Having trouble training

Question

Having trouble training

AmeetR opened this issue 5 years ago · 2 comments

Hi,

I'm trying to train on cityscapes in order to first replicate the 70% miou and then move to other driving datasets to see what happens. However, I'm having trouble replicating this. I can't seem to get the loss to converge below 1.7. I'm training from scratch on purpose in order to get a clean baseline for the other datasets.

Answer 1 · 2019-06-03T08:59:13.000Z

Hey AmeetR

If you run through the history issues, you will found that we have discussed this problem several times.
Since this repository just convert the pre-trained weight from caffe original code to tensorflow version.
And the training code is just giving a try. If you want to replicate the performance, you need to implement the Synchronize BN Layer first in order to do large batch size training (as described in the paper).
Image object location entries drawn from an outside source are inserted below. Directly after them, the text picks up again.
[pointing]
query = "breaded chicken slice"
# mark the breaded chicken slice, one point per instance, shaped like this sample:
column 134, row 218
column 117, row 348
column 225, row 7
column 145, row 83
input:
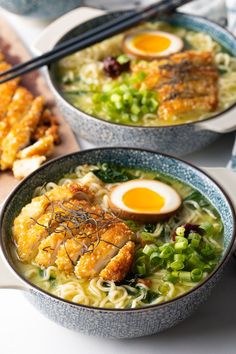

Answer 2 · 2019-06-03T14:42:51.000Z

Hi, @hellochick thanks for responding. I'll try to implement that layer tomorrow, but it looks like every time I try to increase the batch more than two my gpu runs out of memory. Also, I did look through all of the history issues and couldn't find anything much of use, which is why I made a new issue. That said, I'm now getting a loss of ~.25, but the evaluation is still .03. Any idea why this may be?